Scientific classification
- Kingdom: Animalia
- Phylum: Chordata
- Class: Reptilia
- Order: Squamata
- Suborder: Iguania
- Family: Anolidae
- Genus: Anolis
- Species: A. chloris
- Binomial name: Anolis chloris Boulenger, 1898
- Synonyms: Dactyloa chloris (Boulenger, 1898); Anolis palmeri Boulenger, 1908;

= Anolis chloris =

- Genus: Anolis
- Species: chloris
- Authority: Boulenger, 1898
- Conservation status: LC
- Synonyms: Dactyloa chloris , (Boulenger, 1898), Anolis palmeri , Boulenger, 1908

Species of lizard

Anolis chloris, also known commonly as Boulenger's green anole, is a species of lizard in the family Anolidae. The species is native to southern Central America and northwestern South America.

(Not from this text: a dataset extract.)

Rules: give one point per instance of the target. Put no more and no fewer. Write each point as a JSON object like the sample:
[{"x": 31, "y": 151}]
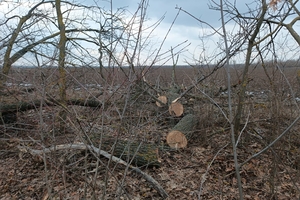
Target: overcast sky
[{"x": 185, "y": 28}]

==Geographic distribution==
Anolis chloris is found in Colombia, Ecuador, and Panama.

==Habitat==
The preferred natural habitat of Anolis chloris is forest at elevations from near sea level to 1,700 m.

==Reproduction==
Anolis chloris is oviparous.

==Etymology==
The specific name of a synonym, palmeri, is in honor of English naturalist Mervyn George Palmer (1882–1954), who collected the holotype.